Uri Is Just The Beginning Of Our Journey From Soft State To Something Harder 

Uri Is Just The Beginning Of Our Journey From Soft State To Something Harder Manmohan Singh (L) and Narendra Modi (SAM PANTHAKY/AFP/Getty Images)) 
  • Uri ought to be the starting point, and not the end, of India’s transformation from a passive state to one which actively defends its interests

The die is cast. By opting to carry out a “surgical strike” on terrorist launch-pads across the line of control (LoC) in Jammu & Kashmir, India has taken the first, halting, step away from being a soft-soft state. We now need to brace for Pakistani retaliation, and, if we continue to think strategically on how to respond to that at levels below the threshold of war, we will be on our way to becoming a soft-hard state. That is, a soft state with has a capacity for making hard choices; a hard state that can combine effective defence with offensive capability. We don’t need to become a hard-hard state like Israel, but we do need to become a soft-hard state that combines the best of both worlds.

Occasions like the Uri terror attack are when a nation’s true DNA is tested. This time, we did it right, moving towards aggressive retaliation even as we upped the ante in other areas, including Balochistan, Saarc and the Indus water treaty.
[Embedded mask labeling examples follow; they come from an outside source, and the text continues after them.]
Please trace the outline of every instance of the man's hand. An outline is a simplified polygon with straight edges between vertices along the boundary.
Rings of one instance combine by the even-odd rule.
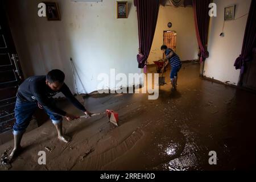
[[[84,114],[85,114],[86,115],[88,115],[89,117],[90,117],[92,116],[92,115],[93,114],[93,113],[90,113],[88,110],[86,110],[85,112],[84,112]]]
[[[65,117],[66,118],[67,120],[68,120],[68,121],[71,121],[74,119],[79,118],[79,117],[78,117],[78,116],[75,116],[73,114],[68,114],[68,113],[67,113]]]

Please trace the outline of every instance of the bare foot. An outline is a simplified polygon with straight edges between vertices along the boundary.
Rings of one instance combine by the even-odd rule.
[[[70,137],[67,136],[59,136],[58,139],[65,143],[68,143],[71,141],[71,139]]]
[[[21,146],[14,148],[8,158],[9,162],[11,162],[13,159],[19,155],[19,153],[22,151],[22,147]]]

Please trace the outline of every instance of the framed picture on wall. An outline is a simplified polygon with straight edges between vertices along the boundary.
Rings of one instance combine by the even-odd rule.
[[[225,8],[225,20],[231,20],[234,19],[236,5],[232,5]]]
[[[128,17],[128,3],[127,1],[117,2],[117,18],[127,18]]]
[[[46,15],[49,21],[60,20],[60,10],[56,2],[44,2],[46,6]]]

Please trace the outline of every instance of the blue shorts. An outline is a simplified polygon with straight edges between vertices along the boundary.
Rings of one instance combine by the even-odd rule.
[[[13,126],[13,134],[23,133],[30,124],[34,113],[38,108],[37,102],[26,102],[22,101],[18,97],[16,100],[14,109],[15,122]],[[62,117],[52,113],[44,109],[49,115],[53,124],[57,124],[62,122]]]
[[[170,74],[171,79],[174,79],[174,77],[177,77],[177,73],[181,68],[181,66],[182,65],[180,65],[179,66],[172,67]]]

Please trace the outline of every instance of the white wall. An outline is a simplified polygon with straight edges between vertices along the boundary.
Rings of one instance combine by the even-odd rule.
[[[73,58],[85,86],[76,77],[79,93],[97,90],[98,74],[141,73],[138,68],[138,36],[136,9],[129,0],[127,19],[117,19],[116,1],[76,3],[55,1],[61,20],[48,21],[38,15],[39,0],[8,1],[10,26],[26,76],[44,75],[55,68],[66,74],[75,90],[69,59]]]
[[[171,28],[168,27],[168,22],[172,23]],[[176,52],[181,60],[198,58],[198,46],[192,7],[160,6],[156,28],[148,57],[150,64],[154,64],[153,61],[162,59],[160,47],[163,43],[164,31],[177,32]]]
[[[233,65],[241,54],[243,35],[248,15],[225,23],[221,38],[224,17],[224,7],[236,5],[235,18],[248,13],[251,0],[215,0],[217,5],[217,17],[211,19],[208,50],[209,57],[205,61],[204,76],[222,82],[237,85],[240,70],[236,70]]]

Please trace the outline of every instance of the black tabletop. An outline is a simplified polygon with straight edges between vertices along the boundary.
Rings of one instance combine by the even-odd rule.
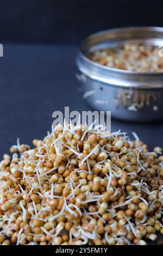
[[[55,111],[89,110],[78,92],[76,45],[4,45],[0,58],[0,155],[17,137],[32,144],[51,130]],[[163,146],[163,124],[111,120],[111,130],[134,131],[150,150]]]
[[[55,111],[89,110],[78,92],[76,45],[4,45],[0,58],[0,156],[17,138],[32,145],[51,131]],[[112,119],[111,131],[134,131],[151,150],[163,146],[162,123]]]

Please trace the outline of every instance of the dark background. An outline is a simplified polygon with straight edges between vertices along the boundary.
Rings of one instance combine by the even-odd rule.
[[[20,137],[32,145],[50,131],[55,111],[89,110],[78,92],[75,59],[89,34],[129,26],[163,26],[163,2],[0,1],[0,158]],[[136,132],[150,150],[163,147],[162,123],[112,119],[115,131]]]
[[[17,137],[32,144],[50,130],[52,113],[68,106],[89,110],[78,92],[79,44],[101,29],[163,26],[163,3],[155,1],[0,1],[0,157]],[[112,119],[112,131],[135,131],[150,150],[163,146],[162,123]]]
[[[128,26],[163,26],[158,0],[0,1],[2,42],[79,43],[91,33]]]

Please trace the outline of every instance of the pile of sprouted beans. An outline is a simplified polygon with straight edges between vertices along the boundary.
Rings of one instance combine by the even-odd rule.
[[[58,125],[1,162],[0,243],[145,245],[161,224],[162,149]]]
[[[162,50],[158,46],[127,43],[95,51],[87,57],[109,68],[136,72],[163,71]]]

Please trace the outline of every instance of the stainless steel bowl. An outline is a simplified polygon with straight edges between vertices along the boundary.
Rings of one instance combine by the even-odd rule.
[[[77,58],[83,96],[93,109],[111,111],[112,117],[116,118],[136,121],[163,120],[163,72],[111,68],[86,57],[96,50],[127,42],[163,47],[163,28],[121,28],[86,39]]]

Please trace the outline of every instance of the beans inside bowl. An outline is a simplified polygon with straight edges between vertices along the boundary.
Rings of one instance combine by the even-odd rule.
[[[163,71],[161,51],[158,46],[127,43],[121,47],[95,51],[87,57],[110,68],[137,72],[160,72]]]

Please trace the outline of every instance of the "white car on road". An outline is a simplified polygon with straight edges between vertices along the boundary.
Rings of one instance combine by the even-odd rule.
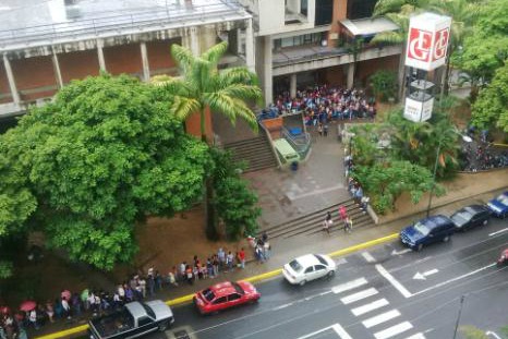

The political leadership was in sync with the military, and diplomatic preparedness was in sync with domestic political outreach. The information war from 18 September, when Uri happened, to 29 September, when the surgical strikes took place, was handled well, from initial orchestration of political and public outrage to a gradual upping of the ante to the final low-key statement from the DGMO on the cross-LoC operation late on Thursday morning.

The real challenge though is to convert one successful episode into a long-term strength. It cannot be used for political chest-thumping, for real political consensus is required not now, but later, when the inevitable Pakistani retaliation happens. We need to be ready for that, and the other crises to follow, and not think too much about what happened across the LoC yesterday. The criticism, now muted, will come when the next batch of jihadis does damage in, say, a Mumbai or another commercial centre.

The Indian, essentially Hindu, character, bred in the fertile valleys of the Gangetic plains, is less hardy than those bred in the harsh conditions of the desert. Harsh conditions require you to think long-term and strategically, or else you will be dead. Easy conditions make you more amenable to compromise and accommodation. War, for us, has thus been less about achieving strategic objectives, and more about hitting out when you think you have been wronged, and adjusting with the victors if you have been defeated. This DNA is sure to fail us in our confrontation with Pakistan or China.

This cultural aspect of Indians may not be easy to change, but at least in the strategic establishment, we need to attempt this. Wars of the future will be driven not just by military brawn, but by the ability to be deploy different tactics and options in shifting conditions. War has to be prosecuted across multiple fronts: military, economic, diplomatic, cyberspace, intelligence and covert action, information (both to your own people and the enemy and friends), and in the markets, etc. Above all, we need stronger focus on domestic production of the tools of war.

India badly needs an extended strategic community both in academia and in government to address a multi-front war in each of these areas, so that when and if we need to take action, we work on all fronts. The National Security Advisor needs a huge support infrastructure so that options are generated in all situations, and scenarios are routinely discussed internally on the costs and benefits of any action against Pakistan, or its terror partners.

The infrastructure of war is vital for peace and progress. The ability to make war enables the development of technologies that are useful in peacetime (the Internet itself is a product of US defence efforts); Israel’s success as a hub of technology start-ups and innovation owes not a little to its war machine, though the causality runs both ways.

India has to become a soft-hard state where it has both the human software for developing durable strategy and the hard apparatus to execute it. Uri ought to be the starting point, not the end.